# Fluorescents on Extension Cords



## tkb (Jan 21, 2009)

Just reasons to void a warranty.


----------



## Big John (May 23, 2010)

tkb said:


> Just reasons to void a warranty.


 What, you reckon the light will crap out because it's a POS and then the manufacturer can legitimately refuse to replace it because the owner violated those instructions?

Seems like there should be consumer protection laws that would prohibit something like that. :001_huh:

-John


----------



## user4818 (Jan 15, 2009)

Maybe it's so they can refuse a return if the cord is cut off.


----------



## retiredsparktech (Mar 8, 2011)

Peter D said:


> Maybe it's so they can refuse a return if the cord is cut off.


 The U/L listing only applies when the product is not altered.
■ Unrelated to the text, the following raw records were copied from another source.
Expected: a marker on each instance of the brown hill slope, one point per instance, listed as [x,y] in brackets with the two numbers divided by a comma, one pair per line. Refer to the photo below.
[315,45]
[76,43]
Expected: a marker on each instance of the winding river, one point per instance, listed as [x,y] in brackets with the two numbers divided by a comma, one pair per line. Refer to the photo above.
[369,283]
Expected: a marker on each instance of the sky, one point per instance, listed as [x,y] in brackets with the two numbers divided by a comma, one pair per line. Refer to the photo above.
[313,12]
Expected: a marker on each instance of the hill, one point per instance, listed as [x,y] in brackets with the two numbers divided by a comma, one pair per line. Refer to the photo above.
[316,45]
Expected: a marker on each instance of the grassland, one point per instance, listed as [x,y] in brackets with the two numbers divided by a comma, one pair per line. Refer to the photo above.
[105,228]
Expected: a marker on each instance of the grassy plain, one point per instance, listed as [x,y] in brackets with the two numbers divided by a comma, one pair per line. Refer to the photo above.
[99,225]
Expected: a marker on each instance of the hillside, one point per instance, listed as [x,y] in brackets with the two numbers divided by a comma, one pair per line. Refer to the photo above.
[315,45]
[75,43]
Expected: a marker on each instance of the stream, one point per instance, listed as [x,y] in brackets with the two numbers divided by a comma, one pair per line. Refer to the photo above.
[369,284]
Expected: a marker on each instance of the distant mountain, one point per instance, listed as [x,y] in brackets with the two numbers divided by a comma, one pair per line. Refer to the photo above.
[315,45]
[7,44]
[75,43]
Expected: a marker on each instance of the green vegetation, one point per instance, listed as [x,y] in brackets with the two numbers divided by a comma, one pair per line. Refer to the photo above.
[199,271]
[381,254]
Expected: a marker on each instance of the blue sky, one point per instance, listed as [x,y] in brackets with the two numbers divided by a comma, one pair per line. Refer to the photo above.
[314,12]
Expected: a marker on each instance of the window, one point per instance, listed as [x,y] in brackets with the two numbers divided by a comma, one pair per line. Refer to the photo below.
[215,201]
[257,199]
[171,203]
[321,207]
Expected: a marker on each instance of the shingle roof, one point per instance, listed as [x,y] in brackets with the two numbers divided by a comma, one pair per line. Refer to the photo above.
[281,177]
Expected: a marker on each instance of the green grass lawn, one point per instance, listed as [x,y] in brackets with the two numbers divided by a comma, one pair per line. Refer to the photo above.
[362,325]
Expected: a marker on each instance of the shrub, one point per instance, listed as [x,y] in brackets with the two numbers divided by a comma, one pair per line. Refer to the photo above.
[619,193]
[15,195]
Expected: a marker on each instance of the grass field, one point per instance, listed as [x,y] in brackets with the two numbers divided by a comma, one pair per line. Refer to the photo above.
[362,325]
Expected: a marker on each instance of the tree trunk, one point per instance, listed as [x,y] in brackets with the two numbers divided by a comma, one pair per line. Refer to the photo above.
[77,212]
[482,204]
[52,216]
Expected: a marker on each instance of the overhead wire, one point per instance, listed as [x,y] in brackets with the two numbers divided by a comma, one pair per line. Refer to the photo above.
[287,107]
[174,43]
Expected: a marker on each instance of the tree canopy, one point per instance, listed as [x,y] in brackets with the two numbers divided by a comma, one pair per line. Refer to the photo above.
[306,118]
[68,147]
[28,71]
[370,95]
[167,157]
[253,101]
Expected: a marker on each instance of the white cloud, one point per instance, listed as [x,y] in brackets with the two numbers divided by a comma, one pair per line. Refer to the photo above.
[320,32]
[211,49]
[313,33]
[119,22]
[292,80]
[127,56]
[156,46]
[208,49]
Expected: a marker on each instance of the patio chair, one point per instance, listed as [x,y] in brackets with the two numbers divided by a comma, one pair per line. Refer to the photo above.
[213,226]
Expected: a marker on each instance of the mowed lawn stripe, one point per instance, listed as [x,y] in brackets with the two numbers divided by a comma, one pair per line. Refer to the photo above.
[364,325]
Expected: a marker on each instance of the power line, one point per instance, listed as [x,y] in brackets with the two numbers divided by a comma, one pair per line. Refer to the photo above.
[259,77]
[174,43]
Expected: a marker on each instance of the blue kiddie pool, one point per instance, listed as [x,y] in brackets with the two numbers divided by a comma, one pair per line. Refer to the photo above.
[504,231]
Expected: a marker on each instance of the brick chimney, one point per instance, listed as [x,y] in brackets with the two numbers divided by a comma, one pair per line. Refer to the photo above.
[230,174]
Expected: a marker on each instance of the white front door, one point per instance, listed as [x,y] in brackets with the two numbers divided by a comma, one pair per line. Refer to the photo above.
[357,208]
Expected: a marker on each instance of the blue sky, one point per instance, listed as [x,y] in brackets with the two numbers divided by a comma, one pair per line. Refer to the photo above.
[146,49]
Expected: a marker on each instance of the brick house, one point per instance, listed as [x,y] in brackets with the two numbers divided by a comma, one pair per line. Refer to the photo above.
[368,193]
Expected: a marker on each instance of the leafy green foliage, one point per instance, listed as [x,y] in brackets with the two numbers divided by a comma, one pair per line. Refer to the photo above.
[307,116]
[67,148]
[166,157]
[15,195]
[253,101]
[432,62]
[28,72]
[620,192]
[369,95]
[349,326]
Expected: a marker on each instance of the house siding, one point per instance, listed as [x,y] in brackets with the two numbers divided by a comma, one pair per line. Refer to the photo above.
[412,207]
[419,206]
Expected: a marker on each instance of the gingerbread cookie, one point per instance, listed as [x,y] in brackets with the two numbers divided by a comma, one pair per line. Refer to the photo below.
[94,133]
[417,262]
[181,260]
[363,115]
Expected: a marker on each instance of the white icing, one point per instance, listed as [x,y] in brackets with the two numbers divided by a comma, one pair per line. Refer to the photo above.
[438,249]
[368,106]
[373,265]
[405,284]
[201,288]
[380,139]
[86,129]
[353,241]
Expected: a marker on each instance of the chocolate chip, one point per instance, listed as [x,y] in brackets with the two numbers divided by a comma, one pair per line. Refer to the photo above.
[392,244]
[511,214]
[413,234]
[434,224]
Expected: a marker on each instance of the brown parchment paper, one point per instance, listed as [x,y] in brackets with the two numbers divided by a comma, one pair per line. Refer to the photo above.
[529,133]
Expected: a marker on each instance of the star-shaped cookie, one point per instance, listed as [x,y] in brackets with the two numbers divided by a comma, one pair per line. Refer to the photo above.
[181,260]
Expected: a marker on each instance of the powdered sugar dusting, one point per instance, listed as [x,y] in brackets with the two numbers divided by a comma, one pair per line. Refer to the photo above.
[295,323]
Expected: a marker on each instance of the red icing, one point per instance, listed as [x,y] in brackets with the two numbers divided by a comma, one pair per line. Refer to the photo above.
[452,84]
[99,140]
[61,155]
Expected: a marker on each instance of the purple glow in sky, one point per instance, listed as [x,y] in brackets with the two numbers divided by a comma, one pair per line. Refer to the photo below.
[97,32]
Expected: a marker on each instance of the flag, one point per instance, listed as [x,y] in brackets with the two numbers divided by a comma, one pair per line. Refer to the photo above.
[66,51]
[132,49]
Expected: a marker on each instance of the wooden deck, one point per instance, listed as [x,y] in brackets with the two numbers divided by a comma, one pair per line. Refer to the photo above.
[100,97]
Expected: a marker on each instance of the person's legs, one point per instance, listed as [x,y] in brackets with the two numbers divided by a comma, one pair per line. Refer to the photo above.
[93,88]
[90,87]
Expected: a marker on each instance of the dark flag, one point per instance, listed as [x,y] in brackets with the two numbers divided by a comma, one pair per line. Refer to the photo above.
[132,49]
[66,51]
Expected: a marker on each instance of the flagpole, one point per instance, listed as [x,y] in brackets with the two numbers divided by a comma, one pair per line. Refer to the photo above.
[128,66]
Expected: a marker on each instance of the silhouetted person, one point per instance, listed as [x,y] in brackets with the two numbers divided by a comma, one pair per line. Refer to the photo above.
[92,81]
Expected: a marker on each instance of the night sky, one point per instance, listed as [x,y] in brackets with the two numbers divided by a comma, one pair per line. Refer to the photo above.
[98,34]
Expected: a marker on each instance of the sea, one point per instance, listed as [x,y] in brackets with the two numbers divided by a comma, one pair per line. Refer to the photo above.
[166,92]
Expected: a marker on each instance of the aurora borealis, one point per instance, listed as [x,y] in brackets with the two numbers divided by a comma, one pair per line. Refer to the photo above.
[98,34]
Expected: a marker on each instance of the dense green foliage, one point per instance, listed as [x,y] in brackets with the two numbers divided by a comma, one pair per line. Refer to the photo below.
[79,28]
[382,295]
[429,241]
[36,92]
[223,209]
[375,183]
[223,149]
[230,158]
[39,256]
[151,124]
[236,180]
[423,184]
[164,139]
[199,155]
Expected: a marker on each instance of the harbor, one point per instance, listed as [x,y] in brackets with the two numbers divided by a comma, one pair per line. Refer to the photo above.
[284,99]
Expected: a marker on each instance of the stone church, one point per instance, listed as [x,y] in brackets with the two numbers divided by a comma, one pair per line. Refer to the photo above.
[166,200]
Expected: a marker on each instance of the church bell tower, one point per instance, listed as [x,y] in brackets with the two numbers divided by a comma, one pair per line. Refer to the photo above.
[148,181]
How would the dealer know that the item was used with an extension cord or a power strip. As most products are imports, they probably use the same disclaimer on all their products, such as high wattage items.


----------



## Big John (May 23, 2010)

Alright, I was just curious if maybe there was a technical reason behind it, but it sounds like it's probably some mumbo-jumbo from their legal dept.

-John


----------



## Electric_Light (Apr 6, 2010)

It's probably to discourage daisychaining a bunch of power strips together to wire up a bunch of fixtures.


----------



## Shockdoc (Mar 4, 2010)

I once entered an auto parts store that was completely wired in extension cords , plug strips and plug in 48" shoplights. The whole store. I wired one room to code with bx and pan fixtures. To this day 10 yrs later this store is still wired this way, owned by a retired cop, the fire marshall leaves him alone.


----------



## Electric_Light (Apr 6, 2010)

Because...people will get creative.


How NOT to use CFLs:
Yep. They're R-40 CFLs.. in completely open outdoor install. 








Saw this a few days ago. The shell on R-type CFLs are meant to improve appearance and utilization factor in cans. These fools must have thought R stands for Rainproof. 


Water will cause hot incandescent lamps to shatter, but as long as the water doesn't get in the ballast, I'm sure these will live for a long time, but its still ghetto as hell. This place sells mostly beater pre-owned vehicles.


----------